You were no doubt as eager as I was to see the official statement of Fix The Debt on the president’s inaugural address, so I was glad to learn via 5PM press release earlier this afternoon that:
As the President said during his inaugural address, we must ‘revamp our tax code’ and ‘make the hard choices to reduce the cost of health care and the size of our deficit.’ We couldn’t agree more.
On the tax code, sure. On health care, I continue to think this is a phrase that obscures much more than it illuminates.
Actually making choices that are actually hard is, obviously, politically unpopular. But in a perverse way, talking about making them has become very politically popular. Yet this is obviously perverse. If it at some point becomes impossible to avoid hard choices, then needless to say they must be made. But the right way to think about reforming health care policy is to start with the easy choices. At least the relatively easy ones. In any kind of budgeting situation, you want to start with the moves that are the least painful.
Increasing the flow of immigrants to the United States, for example, improves the budget situation at negative cost to most native born Americans. So does monetary stimulus.
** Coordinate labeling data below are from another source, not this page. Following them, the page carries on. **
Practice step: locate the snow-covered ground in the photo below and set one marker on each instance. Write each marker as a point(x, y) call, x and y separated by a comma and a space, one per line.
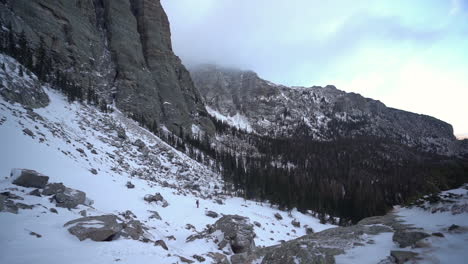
point(75, 144)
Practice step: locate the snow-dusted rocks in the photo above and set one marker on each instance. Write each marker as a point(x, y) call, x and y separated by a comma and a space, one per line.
point(70, 198)
point(401, 257)
point(296, 223)
point(406, 238)
point(156, 198)
point(236, 232)
point(278, 216)
point(29, 178)
point(96, 228)
point(211, 214)
point(25, 89)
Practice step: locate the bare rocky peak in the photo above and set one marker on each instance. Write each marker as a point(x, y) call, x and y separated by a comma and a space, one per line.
point(121, 48)
point(321, 112)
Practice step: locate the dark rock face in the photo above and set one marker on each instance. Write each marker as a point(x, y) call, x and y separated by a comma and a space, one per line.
point(211, 214)
point(121, 48)
point(321, 247)
point(408, 238)
point(402, 256)
point(29, 178)
point(238, 233)
point(96, 228)
point(26, 91)
point(320, 112)
point(70, 198)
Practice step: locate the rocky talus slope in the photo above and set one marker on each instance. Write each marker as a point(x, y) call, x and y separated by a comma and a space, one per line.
point(324, 113)
point(121, 48)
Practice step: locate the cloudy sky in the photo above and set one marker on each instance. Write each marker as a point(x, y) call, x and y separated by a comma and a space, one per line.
point(411, 55)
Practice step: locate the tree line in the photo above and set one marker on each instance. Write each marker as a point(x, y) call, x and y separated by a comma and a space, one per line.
point(346, 178)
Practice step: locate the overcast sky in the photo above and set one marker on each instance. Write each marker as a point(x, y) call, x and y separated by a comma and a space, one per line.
point(411, 55)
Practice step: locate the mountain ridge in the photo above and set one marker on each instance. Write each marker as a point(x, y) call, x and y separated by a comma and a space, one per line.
point(230, 91)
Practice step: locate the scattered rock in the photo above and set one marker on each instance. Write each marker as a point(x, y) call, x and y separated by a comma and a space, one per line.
point(134, 229)
point(130, 185)
point(296, 223)
point(161, 243)
point(121, 133)
point(278, 216)
point(199, 258)
point(29, 178)
point(211, 214)
point(219, 258)
point(238, 233)
point(70, 198)
point(28, 132)
point(186, 260)
point(408, 238)
point(155, 215)
point(35, 192)
point(12, 196)
point(156, 198)
point(402, 256)
point(35, 234)
point(53, 189)
point(24, 206)
point(96, 228)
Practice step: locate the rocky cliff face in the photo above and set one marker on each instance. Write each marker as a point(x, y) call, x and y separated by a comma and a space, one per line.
point(322, 112)
point(120, 48)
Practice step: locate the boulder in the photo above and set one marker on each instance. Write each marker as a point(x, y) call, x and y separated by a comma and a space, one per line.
point(161, 243)
point(130, 185)
point(70, 198)
point(408, 238)
point(402, 256)
point(156, 198)
point(199, 258)
point(29, 178)
point(35, 192)
point(309, 230)
point(53, 189)
point(218, 258)
point(155, 215)
point(186, 260)
point(96, 228)
point(211, 214)
point(237, 232)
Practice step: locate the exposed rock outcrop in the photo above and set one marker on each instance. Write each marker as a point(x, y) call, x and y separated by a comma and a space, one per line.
point(321, 112)
point(236, 231)
point(29, 178)
point(120, 48)
point(26, 91)
point(96, 228)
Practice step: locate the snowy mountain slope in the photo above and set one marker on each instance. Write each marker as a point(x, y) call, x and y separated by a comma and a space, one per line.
point(99, 153)
point(434, 230)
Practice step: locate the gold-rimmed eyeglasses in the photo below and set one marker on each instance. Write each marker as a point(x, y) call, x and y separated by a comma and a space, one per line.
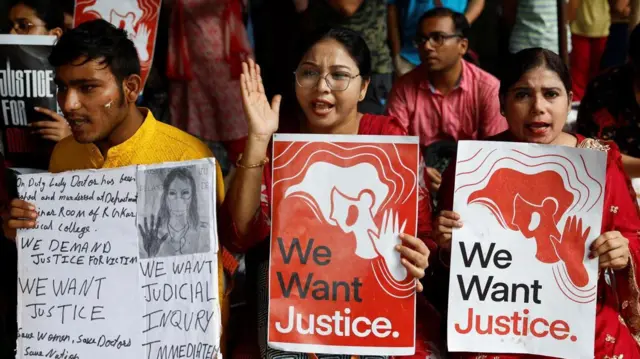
point(337, 80)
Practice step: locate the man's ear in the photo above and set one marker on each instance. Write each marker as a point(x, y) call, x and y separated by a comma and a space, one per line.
point(132, 87)
point(57, 32)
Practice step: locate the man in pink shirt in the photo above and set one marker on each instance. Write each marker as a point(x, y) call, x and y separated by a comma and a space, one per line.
point(446, 98)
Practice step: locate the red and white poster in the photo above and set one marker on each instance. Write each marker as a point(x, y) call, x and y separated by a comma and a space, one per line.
point(336, 282)
point(521, 280)
point(138, 17)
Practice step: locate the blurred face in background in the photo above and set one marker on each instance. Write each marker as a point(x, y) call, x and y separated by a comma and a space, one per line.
point(24, 20)
point(439, 46)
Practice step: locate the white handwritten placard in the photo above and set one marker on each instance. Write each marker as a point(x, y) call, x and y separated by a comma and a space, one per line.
point(521, 281)
point(78, 270)
point(122, 264)
point(179, 268)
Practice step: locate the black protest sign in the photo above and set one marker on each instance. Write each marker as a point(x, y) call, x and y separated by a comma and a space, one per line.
point(26, 81)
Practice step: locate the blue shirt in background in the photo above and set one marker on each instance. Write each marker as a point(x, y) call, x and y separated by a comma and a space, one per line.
point(410, 12)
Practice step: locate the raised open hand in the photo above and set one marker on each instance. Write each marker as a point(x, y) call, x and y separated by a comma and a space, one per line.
point(150, 237)
point(386, 242)
point(262, 117)
point(141, 41)
point(571, 250)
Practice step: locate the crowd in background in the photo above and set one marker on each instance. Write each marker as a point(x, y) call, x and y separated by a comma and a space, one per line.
point(427, 68)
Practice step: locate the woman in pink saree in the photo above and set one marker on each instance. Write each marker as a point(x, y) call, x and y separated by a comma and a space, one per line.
point(535, 96)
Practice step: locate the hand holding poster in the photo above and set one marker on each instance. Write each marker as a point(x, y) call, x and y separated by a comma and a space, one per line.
point(336, 281)
point(520, 279)
point(26, 81)
point(97, 279)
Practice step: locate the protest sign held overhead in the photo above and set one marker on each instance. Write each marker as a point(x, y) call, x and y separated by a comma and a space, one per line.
point(139, 18)
point(336, 282)
point(97, 279)
point(26, 81)
point(520, 279)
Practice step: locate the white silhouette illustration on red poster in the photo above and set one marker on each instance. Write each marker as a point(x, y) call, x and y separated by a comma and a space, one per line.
point(138, 17)
point(361, 198)
point(533, 195)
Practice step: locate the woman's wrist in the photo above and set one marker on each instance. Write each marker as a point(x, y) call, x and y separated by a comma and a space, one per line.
point(255, 150)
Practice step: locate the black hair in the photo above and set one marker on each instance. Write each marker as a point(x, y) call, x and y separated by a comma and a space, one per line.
point(529, 59)
point(98, 40)
point(460, 22)
point(634, 46)
point(351, 40)
point(183, 174)
point(68, 6)
point(47, 10)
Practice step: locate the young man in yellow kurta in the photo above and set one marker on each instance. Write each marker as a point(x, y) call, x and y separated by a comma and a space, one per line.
point(98, 78)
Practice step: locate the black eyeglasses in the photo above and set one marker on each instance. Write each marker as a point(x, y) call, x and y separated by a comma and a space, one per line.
point(337, 81)
point(22, 26)
point(436, 39)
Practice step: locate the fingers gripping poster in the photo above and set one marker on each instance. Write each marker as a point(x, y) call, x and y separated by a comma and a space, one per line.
point(122, 264)
point(336, 281)
point(521, 281)
point(138, 17)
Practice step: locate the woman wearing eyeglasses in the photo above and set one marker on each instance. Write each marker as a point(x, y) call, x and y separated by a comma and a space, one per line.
point(41, 17)
point(331, 78)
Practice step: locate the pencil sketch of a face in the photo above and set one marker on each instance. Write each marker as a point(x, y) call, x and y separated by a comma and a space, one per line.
point(177, 228)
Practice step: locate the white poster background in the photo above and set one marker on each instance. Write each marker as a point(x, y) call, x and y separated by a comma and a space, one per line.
point(583, 174)
point(180, 290)
point(101, 287)
point(101, 282)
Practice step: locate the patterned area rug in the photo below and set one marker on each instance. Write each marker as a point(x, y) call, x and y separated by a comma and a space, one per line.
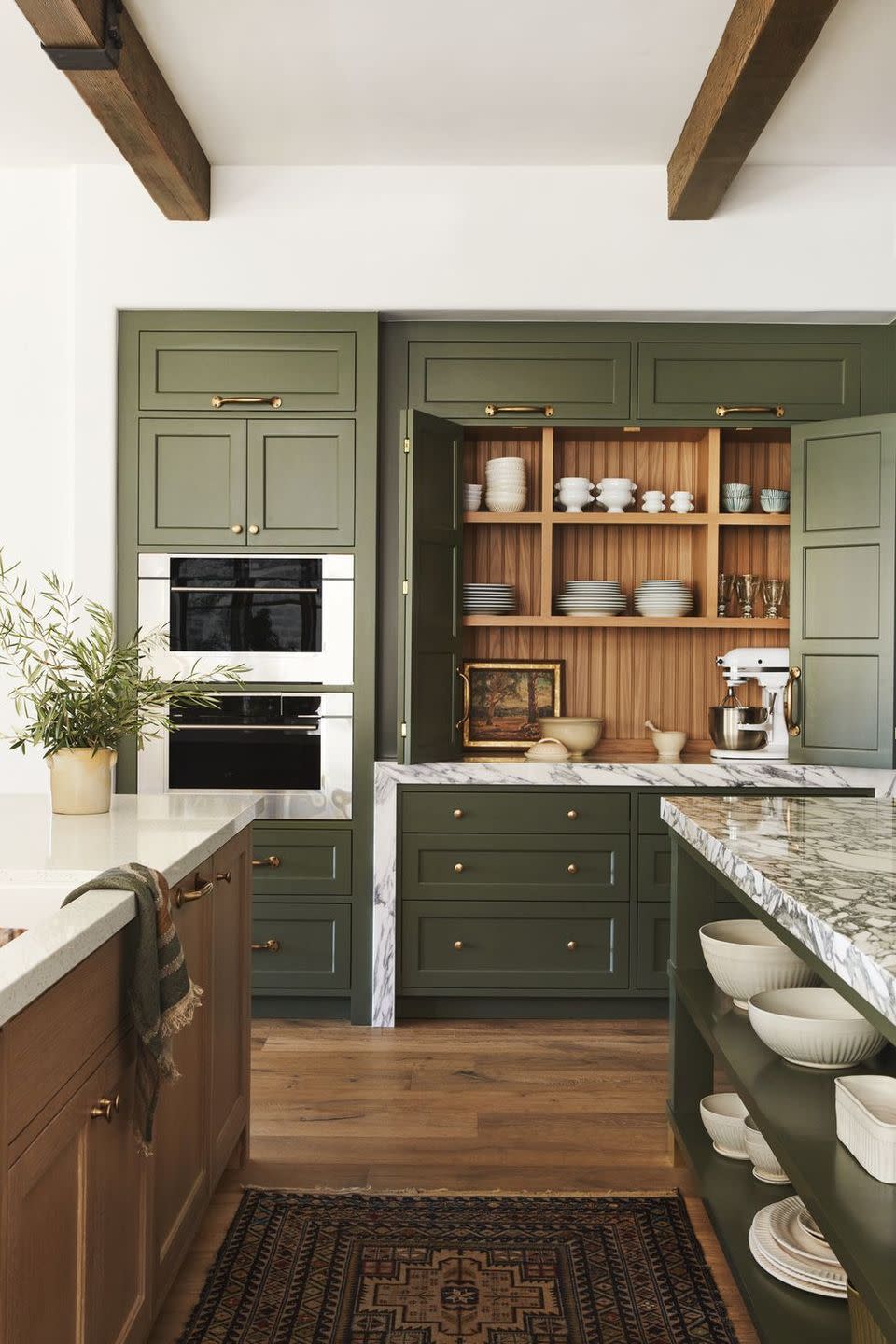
point(357, 1269)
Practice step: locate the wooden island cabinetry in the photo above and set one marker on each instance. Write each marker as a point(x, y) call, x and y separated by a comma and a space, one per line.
point(91, 1230)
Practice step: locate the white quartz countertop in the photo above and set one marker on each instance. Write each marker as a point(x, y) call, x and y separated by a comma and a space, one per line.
point(825, 868)
point(45, 857)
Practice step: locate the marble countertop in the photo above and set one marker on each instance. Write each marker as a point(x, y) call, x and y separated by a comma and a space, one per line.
point(825, 868)
point(45, 857)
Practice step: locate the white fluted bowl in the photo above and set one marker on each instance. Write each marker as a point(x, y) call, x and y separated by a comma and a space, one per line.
point(813, 1027)
point(745, 959)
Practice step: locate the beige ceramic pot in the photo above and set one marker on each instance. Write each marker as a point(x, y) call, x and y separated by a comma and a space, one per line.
point(81, 781)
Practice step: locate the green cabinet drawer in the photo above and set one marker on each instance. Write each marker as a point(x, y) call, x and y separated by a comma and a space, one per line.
point(580, 379)
point(301, 947)
point(308, 863)
point(485, 945)
point(688, 381)
point(308, 371)
point(525, 811)
point(438, 867)
point(301, 483)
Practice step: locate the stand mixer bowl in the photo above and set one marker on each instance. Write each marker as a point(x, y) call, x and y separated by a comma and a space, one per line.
point(737, 727)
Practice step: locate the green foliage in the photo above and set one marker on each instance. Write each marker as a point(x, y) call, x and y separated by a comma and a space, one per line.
point(73, 683)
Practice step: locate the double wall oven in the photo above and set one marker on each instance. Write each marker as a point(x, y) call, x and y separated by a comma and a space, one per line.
point(289, 622)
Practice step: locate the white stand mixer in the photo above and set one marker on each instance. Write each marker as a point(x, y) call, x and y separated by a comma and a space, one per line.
point(731, 722)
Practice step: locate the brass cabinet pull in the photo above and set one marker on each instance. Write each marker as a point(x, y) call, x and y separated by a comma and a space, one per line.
point(183, 897)
point(495, 409)
point(217, 400)
point(749, 410)
point(792, 727)
point(106, 1108)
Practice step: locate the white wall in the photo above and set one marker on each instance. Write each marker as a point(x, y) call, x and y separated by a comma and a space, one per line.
point(79, 245)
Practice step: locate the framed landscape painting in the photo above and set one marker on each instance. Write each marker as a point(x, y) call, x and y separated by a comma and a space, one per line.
point(505, 702)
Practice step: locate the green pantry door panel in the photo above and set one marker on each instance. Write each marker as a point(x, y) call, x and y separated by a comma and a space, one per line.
point(192, 482)
point(843, 604)
point(433, 620)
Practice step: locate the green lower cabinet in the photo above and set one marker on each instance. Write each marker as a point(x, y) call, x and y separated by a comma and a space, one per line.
point(492, 947)
point(301, 949)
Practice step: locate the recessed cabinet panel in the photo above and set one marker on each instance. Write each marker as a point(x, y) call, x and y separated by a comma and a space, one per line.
point(589, 379)
point(309, 371)
point(301, 483)
point(841, 702)
point(192, 483)
point(841, 592)
point(843, 483)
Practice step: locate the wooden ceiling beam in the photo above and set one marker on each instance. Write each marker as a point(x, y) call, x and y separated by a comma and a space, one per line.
point(132, 103)
point(763, 46)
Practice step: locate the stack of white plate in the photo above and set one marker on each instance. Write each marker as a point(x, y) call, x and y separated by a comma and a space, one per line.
point(663, 597)
point(592, 597)
point(788, 1245)
point(505, 488)
point(489, 598)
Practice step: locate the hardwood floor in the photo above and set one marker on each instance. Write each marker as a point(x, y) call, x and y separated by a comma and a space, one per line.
point(467, 1106)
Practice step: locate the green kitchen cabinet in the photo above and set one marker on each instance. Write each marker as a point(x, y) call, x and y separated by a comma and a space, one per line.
point(477, 379)
point(431, 588)
point(843, 599)
point(692, 381)
point(234, 371)
point(301, 483)
point(191, 483)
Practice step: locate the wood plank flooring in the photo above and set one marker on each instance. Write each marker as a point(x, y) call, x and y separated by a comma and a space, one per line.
point(468, 1108)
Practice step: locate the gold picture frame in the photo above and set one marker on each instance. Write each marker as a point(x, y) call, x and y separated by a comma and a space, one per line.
point(504, 700)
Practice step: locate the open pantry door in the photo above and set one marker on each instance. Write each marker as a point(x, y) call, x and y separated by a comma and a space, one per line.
point(843, 590)
point(431, 700)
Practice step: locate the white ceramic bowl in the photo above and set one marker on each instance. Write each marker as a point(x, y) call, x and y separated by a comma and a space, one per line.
point(723, 1117)
point(577, 735)
point(813, 1027)
point(745, 958)
point(764, 1164)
And you can make this particularly easy by focusing on specific areas. In the field of software engineering, for example, increased immigration leads to a boom in worker productivity. The tough choice is that it also creates some economic losses for incumbent software engineers. But if you increase the volume of skilled immigration across occupational categories—computer programmers, yes, but also health care professionals and lawyers and architects—then the gains swamp the losses and everyone ends up better off. That would be an easy choice. Improving the pharmaceutical R&D process through more reliance on prizes and open research and less reliance on patents and monopolies would also be a pretty easy choice. Demagoguery about “death panels” aside, offering end of life counseling to Medicare recipients so that we don’t spend money on treatments that people don’t even want would be an easy choice. Trying to improve the management of the organ transplant system would, I suppose, unnerve some stakeholders but if we can find ways to do it it’s a pretty easy choice.
Looking for easy choices can sound like wishful thinking or even be wishful thinking—so far electronic medical records haven’t lived up to the hype—but it’s still worth reaching for. “Hard choices” rhetoric is often in practice a cover for lazy choices. “Raise the eligibility age to 67” is an easy sentence to write and explain, and it has the dubious benefit of raising health care providers’ incomes without requiring them to improve their services in any way, but it would be better to find some easier choices.